このように、産業構造の変化や社会的なニーズによって、転職市場の活発さや求められる人材像も変化しています。
なぜ転職するのか?主な理由の割合
人々が転職を決意する理由も様々です。複数の調査で上位に挙がることが多い転職理由としては、以下のようなものがあります。
- 給与・待遇への不満: 「給与が低い・昇給が見込めない」「労働時間・休日などの労働条件が悪い」といった、現在の待遇に対する不満は、常に転職理由の上位に挙げられます。
- 人間関係・職場の雰囲気: 「社内の雰囲気が悪い」「人間関係がうまくいかない」「上司や経営者の仕事の仕方が気に入らない」といった、職場環境や人間関係に関する悩みも、大きな転職動機となります。
- 仕事内容・やりがい: 「仕事内容が合わない」「もっとやりがいのある仕事がしたい」「キャリアアップ・スキルアップが望めない」といった、仕事そのものに対する不満や成長意欲も、転職を考えるきっかけとなります。
- 会社の将来性への不安: 「業界や会社の先行きが不安」「会社の評価方法に不満がある」といった、組織全体に対する不信感や将来への懸念も、転職を後押しする要因です。
dodaの「転職理由ランキング」(2024年版)によると、総合1位は「給与が低い・昇給が見込めない」(33.6%)、2位は「人間関係が悪い/うまくいかない」(22.7%)、3位は「社内の雰囲気が悪い」(21.1%)となっています。
これらのデータは、多くの人が現在の職場に何らかの課題を感じ、より良い労働条件や職場環境、そして自己成長の機会を求めて転職という選択をしていることを示唆しています。
「割合」のデータから見えてくることと、転職活動への活かし方
これらの「割合」に関するデータは、あくまでマクロな視点での傾向を示すものです。しかし、以下のような点で、ご自身の転職活動を考える上でのヒントになるかもしれません。
- 転職は特別なことではないという認識: 多くの人が転職を経験し、キャリアを見直しているという事実は、転職に対する心理的なハードルを下げる一助となるでしょう。
- 自身の年齢や状況を客観的に捉える: 同年代の転職者の動きや、自身が属する(あるいは目指す)業界の動向を知ることで、転職市場における自分の立ち位置を客観的に考えるきっかけになります。
- 企業選びの参考情報として: 特定の業界で転職が活発であるということは、それだけ人材の需要が高い、あるいは新しいスキルが求められているといった背景があるかもしれません。
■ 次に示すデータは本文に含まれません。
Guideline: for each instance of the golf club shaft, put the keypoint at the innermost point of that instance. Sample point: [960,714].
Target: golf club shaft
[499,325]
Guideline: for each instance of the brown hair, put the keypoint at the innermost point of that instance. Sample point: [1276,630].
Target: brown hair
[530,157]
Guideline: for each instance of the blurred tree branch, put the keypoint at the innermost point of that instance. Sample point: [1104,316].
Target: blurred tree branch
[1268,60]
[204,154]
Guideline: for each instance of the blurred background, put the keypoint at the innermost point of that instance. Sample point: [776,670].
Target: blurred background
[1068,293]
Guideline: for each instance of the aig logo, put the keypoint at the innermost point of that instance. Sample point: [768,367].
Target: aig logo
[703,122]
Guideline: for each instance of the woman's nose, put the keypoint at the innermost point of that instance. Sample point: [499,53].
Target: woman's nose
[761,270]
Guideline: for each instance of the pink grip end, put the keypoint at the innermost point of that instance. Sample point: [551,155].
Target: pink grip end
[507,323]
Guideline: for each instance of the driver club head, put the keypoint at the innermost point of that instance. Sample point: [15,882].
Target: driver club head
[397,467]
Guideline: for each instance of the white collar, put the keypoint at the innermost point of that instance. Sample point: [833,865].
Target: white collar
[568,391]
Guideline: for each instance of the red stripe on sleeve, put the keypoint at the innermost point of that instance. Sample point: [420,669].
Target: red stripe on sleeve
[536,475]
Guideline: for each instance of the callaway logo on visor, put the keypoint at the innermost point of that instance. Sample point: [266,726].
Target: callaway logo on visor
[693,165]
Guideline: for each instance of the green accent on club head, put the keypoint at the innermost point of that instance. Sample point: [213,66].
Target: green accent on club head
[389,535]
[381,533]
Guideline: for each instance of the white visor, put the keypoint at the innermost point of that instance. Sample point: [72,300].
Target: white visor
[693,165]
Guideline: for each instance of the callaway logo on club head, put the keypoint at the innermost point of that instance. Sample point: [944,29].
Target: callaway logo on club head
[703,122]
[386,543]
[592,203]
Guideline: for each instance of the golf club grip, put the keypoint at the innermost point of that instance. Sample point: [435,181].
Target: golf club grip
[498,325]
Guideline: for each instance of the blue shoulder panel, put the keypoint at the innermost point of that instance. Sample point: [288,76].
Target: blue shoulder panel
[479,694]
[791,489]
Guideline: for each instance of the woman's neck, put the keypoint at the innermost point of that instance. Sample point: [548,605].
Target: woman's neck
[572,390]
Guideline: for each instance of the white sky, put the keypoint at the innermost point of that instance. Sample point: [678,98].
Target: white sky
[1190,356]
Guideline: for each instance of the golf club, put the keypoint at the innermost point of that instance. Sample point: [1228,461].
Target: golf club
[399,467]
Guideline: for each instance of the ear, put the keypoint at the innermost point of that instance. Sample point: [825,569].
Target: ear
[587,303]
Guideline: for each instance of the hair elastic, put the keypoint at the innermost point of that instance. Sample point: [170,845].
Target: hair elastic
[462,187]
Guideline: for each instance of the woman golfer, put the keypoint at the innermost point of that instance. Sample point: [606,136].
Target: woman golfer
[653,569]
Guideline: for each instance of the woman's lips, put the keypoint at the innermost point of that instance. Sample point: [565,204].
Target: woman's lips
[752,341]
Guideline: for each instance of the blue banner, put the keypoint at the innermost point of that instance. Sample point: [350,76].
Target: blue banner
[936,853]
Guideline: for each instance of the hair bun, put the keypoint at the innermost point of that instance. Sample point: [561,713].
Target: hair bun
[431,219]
- 面接対策のヒントとして: 多くの人がどのような理由で転職しているのかを知ることは、自身の転職理由をより説得力のある形で伝えるための参考になるかもしれません。
ただし、最も重要なのは「あなた自身の状況と目的」です。
全体の割合や傾向に一喜一憂するのではなく、あくまで参考情報の一つとして捉え、あなた自身のキャリアプランや価値観に基づいて、転職の是非やタイミング、そして目指すべき方向性をじっくりと考えることが何よりも大切です。
まとめ:データは参考に、自分の「軸」で判断を
転職する人の割合は年々変化し、年齢や業界によってもその傾向は異なります。これらのデータは、転職市場全体の動きを把握し、ご自身のキャリアを客観的に見つめ直す上での一つの手がかりとなります。
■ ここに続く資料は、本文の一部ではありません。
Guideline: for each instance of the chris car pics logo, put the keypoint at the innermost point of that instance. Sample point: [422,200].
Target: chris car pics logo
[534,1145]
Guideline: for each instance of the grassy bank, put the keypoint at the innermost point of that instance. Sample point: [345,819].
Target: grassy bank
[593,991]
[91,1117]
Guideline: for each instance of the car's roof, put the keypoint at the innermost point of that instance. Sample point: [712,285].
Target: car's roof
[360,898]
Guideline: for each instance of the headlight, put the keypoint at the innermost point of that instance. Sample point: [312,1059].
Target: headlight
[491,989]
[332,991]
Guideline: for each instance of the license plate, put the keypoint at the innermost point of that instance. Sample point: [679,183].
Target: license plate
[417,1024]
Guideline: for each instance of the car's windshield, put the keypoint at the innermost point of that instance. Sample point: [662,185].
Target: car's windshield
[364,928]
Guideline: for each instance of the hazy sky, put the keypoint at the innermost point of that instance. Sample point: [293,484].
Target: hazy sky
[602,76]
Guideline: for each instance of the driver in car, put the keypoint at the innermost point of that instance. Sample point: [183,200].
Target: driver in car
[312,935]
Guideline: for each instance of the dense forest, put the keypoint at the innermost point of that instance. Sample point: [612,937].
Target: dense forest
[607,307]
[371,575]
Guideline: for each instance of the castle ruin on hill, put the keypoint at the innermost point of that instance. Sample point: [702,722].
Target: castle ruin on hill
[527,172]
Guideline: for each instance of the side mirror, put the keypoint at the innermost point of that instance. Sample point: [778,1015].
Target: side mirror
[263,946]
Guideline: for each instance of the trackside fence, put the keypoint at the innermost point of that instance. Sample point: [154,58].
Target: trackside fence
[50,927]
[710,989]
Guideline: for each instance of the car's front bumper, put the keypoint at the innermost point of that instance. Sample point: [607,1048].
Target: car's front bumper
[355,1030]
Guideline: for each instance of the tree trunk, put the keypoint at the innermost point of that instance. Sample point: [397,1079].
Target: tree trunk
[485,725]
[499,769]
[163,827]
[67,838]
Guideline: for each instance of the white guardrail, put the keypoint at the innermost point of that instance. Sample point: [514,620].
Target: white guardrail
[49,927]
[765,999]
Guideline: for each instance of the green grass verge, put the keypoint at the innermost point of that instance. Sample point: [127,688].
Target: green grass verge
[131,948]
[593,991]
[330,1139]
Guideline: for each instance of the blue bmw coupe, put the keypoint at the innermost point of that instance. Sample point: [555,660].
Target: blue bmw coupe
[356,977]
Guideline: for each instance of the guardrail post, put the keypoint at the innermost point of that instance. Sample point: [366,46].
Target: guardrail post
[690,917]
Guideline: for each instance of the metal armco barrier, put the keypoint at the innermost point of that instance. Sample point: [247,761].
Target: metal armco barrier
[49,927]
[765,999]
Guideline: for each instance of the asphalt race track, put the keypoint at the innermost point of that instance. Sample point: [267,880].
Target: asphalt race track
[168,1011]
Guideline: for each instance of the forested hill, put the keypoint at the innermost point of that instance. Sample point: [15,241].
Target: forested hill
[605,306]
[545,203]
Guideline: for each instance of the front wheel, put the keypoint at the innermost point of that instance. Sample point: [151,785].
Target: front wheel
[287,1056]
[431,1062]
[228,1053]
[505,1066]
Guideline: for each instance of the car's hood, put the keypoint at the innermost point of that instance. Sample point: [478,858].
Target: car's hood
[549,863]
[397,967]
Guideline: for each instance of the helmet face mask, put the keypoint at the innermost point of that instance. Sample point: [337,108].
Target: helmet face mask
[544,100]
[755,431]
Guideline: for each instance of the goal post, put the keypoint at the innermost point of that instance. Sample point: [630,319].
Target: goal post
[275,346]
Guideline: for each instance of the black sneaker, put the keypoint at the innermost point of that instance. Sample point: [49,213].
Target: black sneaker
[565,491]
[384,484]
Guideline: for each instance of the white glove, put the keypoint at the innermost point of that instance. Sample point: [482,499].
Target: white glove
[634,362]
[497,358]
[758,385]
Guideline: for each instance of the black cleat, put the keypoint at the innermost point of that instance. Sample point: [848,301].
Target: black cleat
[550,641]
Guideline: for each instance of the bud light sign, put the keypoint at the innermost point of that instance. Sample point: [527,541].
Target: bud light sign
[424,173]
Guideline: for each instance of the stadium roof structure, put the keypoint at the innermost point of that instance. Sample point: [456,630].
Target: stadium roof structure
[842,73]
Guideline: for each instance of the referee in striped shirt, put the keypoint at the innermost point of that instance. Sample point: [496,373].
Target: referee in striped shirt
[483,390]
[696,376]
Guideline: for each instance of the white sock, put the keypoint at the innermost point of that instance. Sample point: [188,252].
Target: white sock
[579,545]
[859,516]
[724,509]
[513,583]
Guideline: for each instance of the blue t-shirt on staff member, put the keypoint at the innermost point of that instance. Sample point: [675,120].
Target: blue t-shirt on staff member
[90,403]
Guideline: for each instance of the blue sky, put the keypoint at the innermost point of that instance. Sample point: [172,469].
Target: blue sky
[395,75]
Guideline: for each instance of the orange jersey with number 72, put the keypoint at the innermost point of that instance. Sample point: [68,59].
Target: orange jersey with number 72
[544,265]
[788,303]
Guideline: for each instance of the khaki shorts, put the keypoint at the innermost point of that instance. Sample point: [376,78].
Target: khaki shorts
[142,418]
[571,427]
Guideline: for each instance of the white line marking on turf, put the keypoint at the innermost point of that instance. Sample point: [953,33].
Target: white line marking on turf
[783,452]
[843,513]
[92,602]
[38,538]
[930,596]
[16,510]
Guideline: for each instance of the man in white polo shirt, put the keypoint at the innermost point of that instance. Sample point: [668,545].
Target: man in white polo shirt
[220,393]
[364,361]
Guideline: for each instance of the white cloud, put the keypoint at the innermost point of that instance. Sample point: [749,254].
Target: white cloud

しかし、最終的に転職するかどうか、そしてどのような道を選ぶのかは、あなた自身の判断です。全体の「割合」に流されることなく、なぜ自分は転職したいのか、転職によって何を実現したいのかという「自分自身の軸」をしっかりと持ち、情報収集と自己分析を丁寧に行うことが、後悔のない、そしてより満足度の高いキャリアを築くための最も確実な道と言えるでしょう。